Dans l'introduction de cet ouvrage, Aurélie Dudezert et Imed Boughzala rappellent les fondements sur lesquels repose le knowldege management et l'évolution qui ouvre sur une nouvelle ère, celle du KM 2.0. C'est dans ce cadre qu'est organisé, en 2007 à l'École centrale de Paris, le KM Workshop. Les auteurs en rappellent l'historique et annoncent la question clé de ces rencontres, énoncée dans le titre général donné au livre. Cette question structure l'ouvrage autour de trois principaux axes de recherches : KM et travail collaboratif, KM et relations organisationnelles, et KM et competitive strategy.

 

KM et travail collaboratif

La première partie commence par une communication d'Imed Boughzala, « Ingénierie de la collaboration pour le KM », dans laquelle il s'interroge sur ce concept et sur la place des technologies collaboratives dans le partage et la création de ces connaissances. Cela la conduit à introduire la notion de « partageabilité des connaissances ». Jean-Christophe Mielnik et Édith Felix lui emboîtent le pas avec une autre interrogation : « Quel partage des connaissances en entreprise à l'heure du web 2.0 et de l'intelligence collective ? » Les auteurs analysent, en s'appuyant sur un schéma très simple et très clair, les différences principales qui caractérisent les chemins possibles vers les futures plates-formes de gestion des connaissances en entreprise. « Une étude expérimentale des usages des wikis en entreprise dans la mouvance du web 2.0 », signée par Ali Ouni, clôture cette première partie en décrivant une étude expérimentale des usages de wikis au sein d'une grande entreprise de l'industrie automobile. Ces trois chapitres s'appuient sur des exemples d'entreprises réelles. Ils permettent de concrétiser les transformations en profondeur des organisations vers de nouvelles entreprises 2.0 utilisant massivement les possibilités offertes par le web 2.0.

 

KM et relations organisationnelles

Agnès Lancini ouvre la deuxième partie de l'ouvrage avec une réflexion, dans son avant-propos, sur les « Enjeux et perspectives du KM interorganisationnel » ou IKM, accompagnée de la proposition d'un cadre théorique pour traiter ce sujet. Elle dresse une typologie des formes interorganisationnelles et envisage leurs perspectives de déploiement.

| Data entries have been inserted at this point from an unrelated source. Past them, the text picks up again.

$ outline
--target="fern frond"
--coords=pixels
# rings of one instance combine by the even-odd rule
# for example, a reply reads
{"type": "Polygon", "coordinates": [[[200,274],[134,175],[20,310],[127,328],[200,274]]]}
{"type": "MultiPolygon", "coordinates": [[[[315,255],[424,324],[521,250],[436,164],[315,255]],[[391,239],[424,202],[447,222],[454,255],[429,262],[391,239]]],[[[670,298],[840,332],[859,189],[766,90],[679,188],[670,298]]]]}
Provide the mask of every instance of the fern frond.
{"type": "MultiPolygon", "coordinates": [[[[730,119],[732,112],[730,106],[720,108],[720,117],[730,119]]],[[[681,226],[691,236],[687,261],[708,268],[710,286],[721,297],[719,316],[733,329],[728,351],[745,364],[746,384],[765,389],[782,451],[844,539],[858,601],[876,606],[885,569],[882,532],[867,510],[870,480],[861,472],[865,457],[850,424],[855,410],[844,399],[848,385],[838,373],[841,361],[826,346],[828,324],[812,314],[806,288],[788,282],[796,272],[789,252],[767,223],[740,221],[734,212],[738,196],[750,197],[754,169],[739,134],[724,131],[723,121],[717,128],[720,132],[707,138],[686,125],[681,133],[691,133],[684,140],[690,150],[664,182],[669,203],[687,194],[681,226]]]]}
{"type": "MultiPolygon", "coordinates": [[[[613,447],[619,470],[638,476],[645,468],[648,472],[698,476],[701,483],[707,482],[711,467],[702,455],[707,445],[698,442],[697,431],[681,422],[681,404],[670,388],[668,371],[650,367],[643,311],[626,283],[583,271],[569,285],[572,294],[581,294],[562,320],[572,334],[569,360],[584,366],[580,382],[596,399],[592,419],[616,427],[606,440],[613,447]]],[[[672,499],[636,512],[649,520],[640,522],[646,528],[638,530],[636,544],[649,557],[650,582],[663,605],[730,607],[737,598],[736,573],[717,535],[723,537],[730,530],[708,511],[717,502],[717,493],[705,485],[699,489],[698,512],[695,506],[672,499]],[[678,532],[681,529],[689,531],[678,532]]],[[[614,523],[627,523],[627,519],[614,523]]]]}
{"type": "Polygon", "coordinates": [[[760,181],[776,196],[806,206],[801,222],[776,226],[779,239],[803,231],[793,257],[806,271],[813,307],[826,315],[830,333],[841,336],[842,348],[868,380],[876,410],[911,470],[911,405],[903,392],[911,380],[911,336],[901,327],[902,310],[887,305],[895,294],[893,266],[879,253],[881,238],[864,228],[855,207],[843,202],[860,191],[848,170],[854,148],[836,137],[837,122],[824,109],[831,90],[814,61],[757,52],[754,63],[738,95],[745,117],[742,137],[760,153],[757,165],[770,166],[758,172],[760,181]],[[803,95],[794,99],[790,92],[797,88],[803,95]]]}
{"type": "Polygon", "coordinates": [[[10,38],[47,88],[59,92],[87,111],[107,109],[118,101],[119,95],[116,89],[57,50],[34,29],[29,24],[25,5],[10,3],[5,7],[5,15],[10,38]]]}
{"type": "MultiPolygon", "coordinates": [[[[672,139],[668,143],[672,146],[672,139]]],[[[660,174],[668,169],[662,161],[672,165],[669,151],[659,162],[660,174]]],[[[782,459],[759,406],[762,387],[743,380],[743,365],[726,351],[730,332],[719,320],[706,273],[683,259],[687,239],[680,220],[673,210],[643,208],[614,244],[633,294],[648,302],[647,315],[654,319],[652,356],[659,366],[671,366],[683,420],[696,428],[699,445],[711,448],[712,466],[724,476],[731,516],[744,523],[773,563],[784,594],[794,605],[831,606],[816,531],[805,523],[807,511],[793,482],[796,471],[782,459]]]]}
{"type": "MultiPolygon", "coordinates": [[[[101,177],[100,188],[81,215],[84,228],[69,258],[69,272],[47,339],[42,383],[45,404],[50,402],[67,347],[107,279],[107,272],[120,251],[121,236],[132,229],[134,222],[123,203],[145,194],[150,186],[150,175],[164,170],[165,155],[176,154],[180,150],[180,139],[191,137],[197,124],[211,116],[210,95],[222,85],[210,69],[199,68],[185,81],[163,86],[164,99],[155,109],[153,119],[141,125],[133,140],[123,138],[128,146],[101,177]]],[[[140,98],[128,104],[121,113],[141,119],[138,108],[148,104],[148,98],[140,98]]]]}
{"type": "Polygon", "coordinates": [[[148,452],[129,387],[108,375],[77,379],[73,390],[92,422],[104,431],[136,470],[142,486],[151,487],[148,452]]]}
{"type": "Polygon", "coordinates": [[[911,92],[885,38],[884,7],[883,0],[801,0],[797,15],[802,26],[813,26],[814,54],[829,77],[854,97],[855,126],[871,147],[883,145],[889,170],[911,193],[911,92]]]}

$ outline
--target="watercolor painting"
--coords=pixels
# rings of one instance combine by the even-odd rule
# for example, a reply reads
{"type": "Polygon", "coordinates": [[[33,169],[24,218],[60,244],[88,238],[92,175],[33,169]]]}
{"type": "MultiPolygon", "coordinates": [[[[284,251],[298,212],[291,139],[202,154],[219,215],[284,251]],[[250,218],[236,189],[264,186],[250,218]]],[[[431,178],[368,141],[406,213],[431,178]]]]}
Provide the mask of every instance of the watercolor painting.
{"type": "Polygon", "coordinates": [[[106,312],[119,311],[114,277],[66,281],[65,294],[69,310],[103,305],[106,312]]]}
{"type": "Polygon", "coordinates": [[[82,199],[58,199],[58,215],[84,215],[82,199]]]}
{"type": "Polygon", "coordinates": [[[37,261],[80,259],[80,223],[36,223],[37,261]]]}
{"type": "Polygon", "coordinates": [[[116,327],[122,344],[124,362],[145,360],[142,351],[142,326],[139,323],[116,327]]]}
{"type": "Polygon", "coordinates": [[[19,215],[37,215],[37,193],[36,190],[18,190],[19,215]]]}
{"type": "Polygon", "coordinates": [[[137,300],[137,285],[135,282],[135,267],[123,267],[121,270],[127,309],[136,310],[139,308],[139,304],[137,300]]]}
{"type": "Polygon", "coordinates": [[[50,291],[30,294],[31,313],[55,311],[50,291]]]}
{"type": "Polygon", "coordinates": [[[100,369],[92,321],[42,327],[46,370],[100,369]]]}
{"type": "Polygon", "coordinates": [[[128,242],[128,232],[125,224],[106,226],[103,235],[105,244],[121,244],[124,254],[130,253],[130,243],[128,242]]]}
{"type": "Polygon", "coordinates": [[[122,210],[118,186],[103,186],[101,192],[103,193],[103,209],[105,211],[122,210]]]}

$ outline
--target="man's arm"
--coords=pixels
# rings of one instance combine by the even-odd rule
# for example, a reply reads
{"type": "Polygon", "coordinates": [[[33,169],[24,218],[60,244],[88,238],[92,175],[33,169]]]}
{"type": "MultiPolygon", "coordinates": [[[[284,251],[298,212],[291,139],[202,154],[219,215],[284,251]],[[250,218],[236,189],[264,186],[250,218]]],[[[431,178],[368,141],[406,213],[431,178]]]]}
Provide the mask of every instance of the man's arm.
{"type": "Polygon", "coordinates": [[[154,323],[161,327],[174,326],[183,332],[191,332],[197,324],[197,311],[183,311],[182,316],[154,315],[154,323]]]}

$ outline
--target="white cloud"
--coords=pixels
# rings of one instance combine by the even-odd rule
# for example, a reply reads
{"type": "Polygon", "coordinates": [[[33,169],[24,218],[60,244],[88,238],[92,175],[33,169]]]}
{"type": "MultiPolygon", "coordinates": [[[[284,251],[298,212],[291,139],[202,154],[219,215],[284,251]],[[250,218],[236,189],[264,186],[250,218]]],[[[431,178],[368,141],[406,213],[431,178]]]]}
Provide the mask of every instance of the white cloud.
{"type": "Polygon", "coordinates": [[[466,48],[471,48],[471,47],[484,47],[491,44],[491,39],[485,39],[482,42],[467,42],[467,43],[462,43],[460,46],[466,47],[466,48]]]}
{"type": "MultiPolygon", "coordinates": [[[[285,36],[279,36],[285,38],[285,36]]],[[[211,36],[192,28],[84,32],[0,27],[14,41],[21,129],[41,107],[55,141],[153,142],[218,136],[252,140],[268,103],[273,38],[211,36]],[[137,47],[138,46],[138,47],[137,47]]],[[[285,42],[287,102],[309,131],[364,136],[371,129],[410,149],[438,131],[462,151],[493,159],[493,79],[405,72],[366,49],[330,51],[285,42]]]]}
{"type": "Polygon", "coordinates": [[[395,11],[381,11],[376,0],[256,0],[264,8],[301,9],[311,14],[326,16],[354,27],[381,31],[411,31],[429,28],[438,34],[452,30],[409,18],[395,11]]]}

Le premier chapitre, signé par Nathalie Fabbe-Costes, porte sur « Supply chain management et pratiques interorganisationnelle de gestion des connaissances : contributions à une réflexion sur le IKM ». Après avoir défini avec précision le concept de supply chain management (SC), elle présente une analyse en profondeur de l'articulation entre KM et SC, complétée par un état de l'art et des pratiques. Elle clôt cette étude en ouvrant sur quelques pistes à suivre pour relever le défi du IKM en SC. Elle complète son étude par une très longue bibliographie dans laquelle les chercheurs anglo-saxons sont très présents.

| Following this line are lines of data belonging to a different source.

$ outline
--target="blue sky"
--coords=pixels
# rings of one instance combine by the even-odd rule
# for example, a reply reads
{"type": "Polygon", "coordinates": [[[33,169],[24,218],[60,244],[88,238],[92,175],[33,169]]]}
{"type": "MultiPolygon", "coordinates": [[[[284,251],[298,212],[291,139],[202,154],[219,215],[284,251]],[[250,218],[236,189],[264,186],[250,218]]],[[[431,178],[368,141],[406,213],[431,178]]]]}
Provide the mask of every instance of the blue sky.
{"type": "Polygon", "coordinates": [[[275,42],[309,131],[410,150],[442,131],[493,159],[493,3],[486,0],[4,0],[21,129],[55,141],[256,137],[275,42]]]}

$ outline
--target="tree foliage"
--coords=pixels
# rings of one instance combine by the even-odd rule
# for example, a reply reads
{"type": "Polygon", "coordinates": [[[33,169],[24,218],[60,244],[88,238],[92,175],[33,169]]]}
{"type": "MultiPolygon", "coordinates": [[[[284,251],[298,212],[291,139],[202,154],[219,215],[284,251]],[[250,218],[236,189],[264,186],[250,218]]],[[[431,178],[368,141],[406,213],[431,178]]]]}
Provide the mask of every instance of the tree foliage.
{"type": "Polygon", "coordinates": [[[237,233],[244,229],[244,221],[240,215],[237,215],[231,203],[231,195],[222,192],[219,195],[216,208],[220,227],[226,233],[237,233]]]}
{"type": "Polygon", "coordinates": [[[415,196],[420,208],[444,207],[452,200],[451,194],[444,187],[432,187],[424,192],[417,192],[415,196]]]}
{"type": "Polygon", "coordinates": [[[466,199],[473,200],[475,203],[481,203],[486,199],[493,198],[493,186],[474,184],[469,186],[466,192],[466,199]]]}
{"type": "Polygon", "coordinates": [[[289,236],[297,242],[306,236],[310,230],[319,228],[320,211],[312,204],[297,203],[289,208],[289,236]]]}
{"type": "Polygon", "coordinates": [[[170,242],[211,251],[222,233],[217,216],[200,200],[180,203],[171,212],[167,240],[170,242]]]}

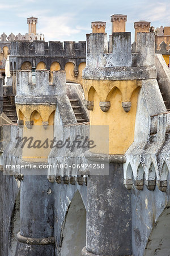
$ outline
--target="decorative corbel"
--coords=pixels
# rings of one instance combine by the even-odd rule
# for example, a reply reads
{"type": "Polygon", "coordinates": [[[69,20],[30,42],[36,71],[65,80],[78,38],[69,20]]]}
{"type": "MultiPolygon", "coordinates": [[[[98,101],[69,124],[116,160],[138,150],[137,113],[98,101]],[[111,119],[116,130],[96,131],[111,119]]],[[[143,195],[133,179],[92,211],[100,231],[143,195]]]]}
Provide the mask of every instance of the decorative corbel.
{"type": "Polygon", "coordinates": [[[26,121],[26,125],[28,129],[31,129],[33,125],[33,121],[26,121]]]}
{"type": "Polygon", "coordinates": [[[124,101],[122,102],[122,106],[125,112],[129,112],[131,107],[131,101],[124,101]]]}
{"type": "Polygon", "coordinates": [[[87,101],[86,100],[84,100],[84,104],[88,110],[92,110],[94,109],[94,101],[87,101]]]}
{"type": "Polygon", "coordinates": [[[42,123],[44,128],[45,129],[45,130],[46,130],[48,126],[48,122],[42,122],[42,123]]]}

Agnès Lancini et Faycal Benabdallah s'intéressent au « Déploiement d'un système de gestion des connaissances interorganisationnel : cas d'un centre d'appels d'assistance technique ». Ils veulent répondre à la question posée par une entreprise : comment répondre efficacement aux demandes variées des clients suite à l'achat de produits techniques. Ce cas permet de souligner les avantages des démarches de IKM mais aussi les difficultés rencontrées. Aude Schindler décrit « Le pilotage des centres de recherche des pôles de compétitivité : le cas du centre intégré MIR Cen (CEA) ». Après avoir souligné la spécificité et les problématiques soulevées par ce type de centre, l'auteur démontre comment les démarches de KM constituent un levier de pilotage des entreprises du pôle.

 

KM et competitive strategy

La troisième partie est présentée par Aurélie Dudezert qui dresse un historique du KM pour en dire les évolutions socio-économiques et souligner qu'un enjeu de taille du KM « repose sur l'intégration des pratiques et démarches KM au cœur du développement stratégique de l'organisation dans une finalité offensive vis-à-vis de l'environnement ». Cette partie se compose de deux chapitres aux proportions très inégales dues à l'éclatement du chapitre 3 en 5 sous-chapitres.

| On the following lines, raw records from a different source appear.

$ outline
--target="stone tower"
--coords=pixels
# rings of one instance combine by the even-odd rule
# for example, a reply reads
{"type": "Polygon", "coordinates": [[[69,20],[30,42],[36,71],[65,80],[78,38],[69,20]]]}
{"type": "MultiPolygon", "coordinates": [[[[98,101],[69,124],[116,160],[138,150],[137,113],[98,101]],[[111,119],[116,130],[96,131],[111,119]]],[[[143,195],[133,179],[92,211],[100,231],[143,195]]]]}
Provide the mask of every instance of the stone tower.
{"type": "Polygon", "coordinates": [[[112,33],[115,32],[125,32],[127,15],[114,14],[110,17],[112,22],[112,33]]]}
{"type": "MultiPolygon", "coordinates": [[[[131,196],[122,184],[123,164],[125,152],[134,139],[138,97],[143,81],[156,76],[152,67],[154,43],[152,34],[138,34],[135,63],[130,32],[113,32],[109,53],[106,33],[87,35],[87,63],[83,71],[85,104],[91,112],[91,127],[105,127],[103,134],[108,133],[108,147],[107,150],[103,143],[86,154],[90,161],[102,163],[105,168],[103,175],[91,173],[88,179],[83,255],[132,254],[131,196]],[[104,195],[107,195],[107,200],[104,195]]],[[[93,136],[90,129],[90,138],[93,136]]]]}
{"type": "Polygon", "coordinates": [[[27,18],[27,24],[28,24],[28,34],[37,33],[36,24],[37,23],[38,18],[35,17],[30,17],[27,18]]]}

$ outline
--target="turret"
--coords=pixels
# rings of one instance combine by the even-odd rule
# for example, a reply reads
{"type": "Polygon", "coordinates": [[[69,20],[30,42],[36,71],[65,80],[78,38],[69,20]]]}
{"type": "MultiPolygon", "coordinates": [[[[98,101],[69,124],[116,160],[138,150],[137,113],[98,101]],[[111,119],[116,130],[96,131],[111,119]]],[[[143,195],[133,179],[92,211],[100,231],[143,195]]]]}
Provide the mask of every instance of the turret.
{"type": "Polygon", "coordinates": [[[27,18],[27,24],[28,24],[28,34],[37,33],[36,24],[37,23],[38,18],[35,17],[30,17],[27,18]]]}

Avec Christophe Binot, A. Dudezert signe le premier chapitre situant la « Place du KM dans les nouveaux modes organisationnels : la "network centric enterprise" » calquée sur le modèle militaire : Network Centric Warfare. L'application de cette démarche chez Wal Mart illustre l'intérêt d'un tel choix sur le marché concurrentiel de la grande distribution. Une autre entreprise préoccupe Nathalie Dupuis-Hepner, Christine Toumieux, Fanny Stosskopf et Aurélie Dudezert qui étudient « KM et alignement "business" ou comment le KM accompagne le projet du développement d'une organisation : cas d'Ernst & Young France ». Après avoir présenté l'entreprise et expliqué comment la mise en place du KM s'y est effectuée, les auteurs signalent les grandes évolutions à venir dans sa nouvelle organisation.

Aurélie Dudezert est encore présente avec, cette fois, Elénore Mounoud, pour dire les « Défis et opportunités : le KM entre technologies, comportements et organisations » : « L'enjeu des années à venir sera [...] vraisemblablement de redonner du sens et de l'intérêt pour le collaborateur à développer et partager son savoir de façon préférentielle au sein de l'entreprise. » « La gestion des ressources humaines : un catalyseur des politiques de knowledge management ? » constitue l'interrogation d'Isabelle Bourbon et de Nathalie Tessier qui, après avoir montré l'importance des pratiques et outils de GRH dans la mise en œuvre d'un programme de KM, présentent les résultats d'une étude empirique sur les pratiques d'évaluation en GRH. Enfin, Jean-Pierre Iuncker, Sandrine Bréchot, Frédéric Changener, Edwige Roncière, Martine Chicault, Imed Boughzala expliquent la « Capitalisation des connaissances dans les métiers du son au sein de "l'expérimentation de compagnonnage" à Radio France ». Il s'agit de rédiger le livre des connaissances d'un chef opérateur avant son départ à la retraite afin de préserver la mémoire des métiers et faire prendre conscience de la richesse du savoir développé en commun au sien d'une organisation.

 

La gestion des connaissances dans le champ de l'entreprise

Mickal Gardoni clôture cet ouvrage par « KM, R&D et innovation : des concepts matures, des applications à approfondir ». Il présente deux théories, TRIZ et C-K, cadres généraux pour résoudre collectivement des problèmes de conception en incitant à la création de nouvelles connaissances dans un but d'innovation.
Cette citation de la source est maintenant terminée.